Wenn Sie auf eine Bache mit Frischlingen getroffen wäre hätte wirklich Gefahr bestanden oder sie hätte danach ins Krankenhaus gemusst. So traf sie sehr wahrscheinlich auf einen ausgesetzten/ entlaufenen Hund, darauf deutet ganz klar das Halsband hin. Ein Wolf macht sich natürlich in dieser von Wolfsphobie geprägten Zeit vor allem für schlagzeilen - und profitgeile Medien besser. Die seriöseren unter ihnen erwähnen weiter hinten im Text wenigstens, das die Tierart völlig ungeklärt ist. Außerdem gibt es noch die Möglichkeit das alles frei erfunden ist um den Wolf weiter zu diskreditieren. Würde mich bei dem auf Wolfshass deutenden Verhalten des Vaters nicht wundern. Und dem Landrat kommt das vor der Wahl recht, kann er doch den Rotkäppchenbeschützer spielen. Gäbe es im Volk eine klare Mehrheit für den Wolf, würde er die Dame für unglaubwürdig halte, wetten?

14.05.2019 14:49 Mentor an Sylter 24 25

Offensichtlich haben Sie nicht mitbekommen, daß es in unseren Wäldern bis 1990 keine Großraubtiere gab. DAS ist Realitätsverweigerung. Offensichtlich habe Sie auch keine Kinder, noch wohnen Sie auf dem Land. Das ist etwas anderes als im 4 Stock in der Stadt zu leben. Im Übrigen vergleichen Sie Äpfel mit Blumenkohl. Wir haben etwa 1,5 Mio. Wildschweine aber z.Zt. noch(!) ein paar hundert Wölfe. Und wir haben (noch) einen viel zu hohen Wildbestand. Interessant wirds, wenn der auf Normalmaß zurückgeschrumpft ist.

@Sr.Raul: Alles klar. Giftpilze haben die Schulterhöhe einer Deutschen Dogge, jagen im Rudel und haben Kinder im Beuteschema. Man merkt sofort, daß Sie Ahnung haben.

14.05.2019 11:42 Sylter 24

@14.05.2019 09:35 Mentor an Sylter 13
Sorry, aber im Wald gibt es nun mal wilde Tiere. Ihre Realitätsverweigerung wird das nicht ändern. Laufen Sie mal einer Bache mit Frischlingen über den Weg. Die wird sich sicherlich an Ihrer Vollkasko Mentalität die Borsten scheuern.
Wald bleibt Wald. Immer schön die Äuglein offen halten.

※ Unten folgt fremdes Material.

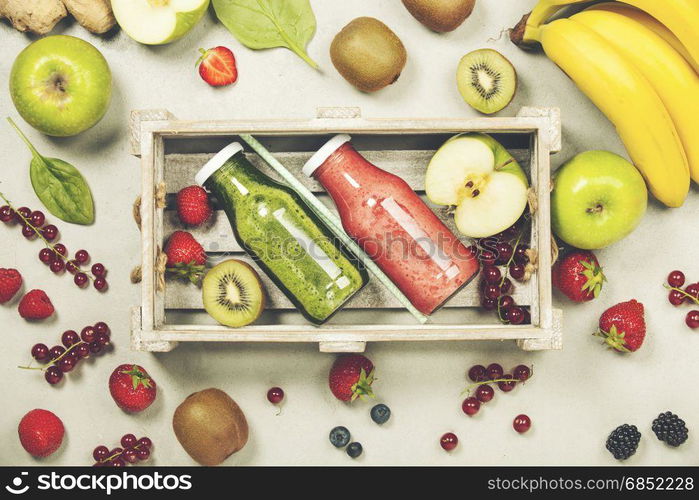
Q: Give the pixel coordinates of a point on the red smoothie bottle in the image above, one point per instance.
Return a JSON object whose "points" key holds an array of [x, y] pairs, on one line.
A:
{"points": [[383, 214]]}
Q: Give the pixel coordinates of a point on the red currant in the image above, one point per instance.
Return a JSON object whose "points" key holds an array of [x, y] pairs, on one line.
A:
{"points": [[275, 395], [692, 319], [69, 338], [49, 232], [98, 270], [676, 279], [494, 371], [484, 393], [53, 375], [675, 297], [521, 423], [81, 256], [522, 373], [492, 275], [449, 441], [489, 304], [37, 219], [128, 440], [509, 385], [477, 373], [40, 352], [87, 334], [470, 406]]}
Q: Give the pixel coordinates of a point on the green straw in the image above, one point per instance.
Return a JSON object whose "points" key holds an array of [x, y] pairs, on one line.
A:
{"points": [[332, 222]]}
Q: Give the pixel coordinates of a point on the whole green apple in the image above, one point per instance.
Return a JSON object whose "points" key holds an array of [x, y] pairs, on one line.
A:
{"points": [[61, 85], [598, 199]]}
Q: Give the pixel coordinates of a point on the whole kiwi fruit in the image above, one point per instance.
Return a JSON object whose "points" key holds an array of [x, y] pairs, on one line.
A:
{"points": [[440, 15], [368, 54], [210, 426]]}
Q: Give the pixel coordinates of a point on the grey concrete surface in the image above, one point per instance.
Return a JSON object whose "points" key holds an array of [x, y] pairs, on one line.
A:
{"points": [[576, 397]]}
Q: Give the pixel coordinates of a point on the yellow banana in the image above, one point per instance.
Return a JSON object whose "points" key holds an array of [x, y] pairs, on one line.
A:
{"points": [[680, 16], [651, 23], [622, 93], [670, 75]]}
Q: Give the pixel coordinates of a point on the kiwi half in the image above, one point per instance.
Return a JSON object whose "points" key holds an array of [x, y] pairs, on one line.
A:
{"points": [[232, 293], [487, 80]]}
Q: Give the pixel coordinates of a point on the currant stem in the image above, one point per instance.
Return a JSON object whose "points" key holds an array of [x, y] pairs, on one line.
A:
{"points": [[46, 242], [687, 295]]}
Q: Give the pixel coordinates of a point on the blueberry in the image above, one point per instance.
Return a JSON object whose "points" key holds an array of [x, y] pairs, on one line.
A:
{"points": [[380, 413], [339, 436], [354, 449]]}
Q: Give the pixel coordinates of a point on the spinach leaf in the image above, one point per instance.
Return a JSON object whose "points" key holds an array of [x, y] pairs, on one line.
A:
{"points": [[263, 24], [60, 186]]}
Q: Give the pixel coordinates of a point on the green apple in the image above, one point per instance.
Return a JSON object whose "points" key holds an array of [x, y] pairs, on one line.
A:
{"points": [[157, 22], [476, 174], [61, 85], [598, 199]]}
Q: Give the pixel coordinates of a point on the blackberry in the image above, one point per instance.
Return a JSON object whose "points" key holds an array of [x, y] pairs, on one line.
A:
{"points": [[623, 441], [670, 428]]}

Wie im Strassenverkehr.

14.05.2019 11:24 Sr.Raul 23

NEIN,@16 (Mentor an...), die Menschheit ist im Wald schon immer allein schon an bruch-/standversagenden Bäumen in ihrer Existenz bedroht gewesen. Kleines Wald 1 x 1 . Von den ganzen giftigen Pilzen, Pflanzen, mit Überträgern des Fuchsbandwurm kontaminierten Waldfrüchten etc. pp. ganz zu Schweigen. Und dann jetzt noch diese ganzen wilden "Bestien" und Das im Wald unfassbar.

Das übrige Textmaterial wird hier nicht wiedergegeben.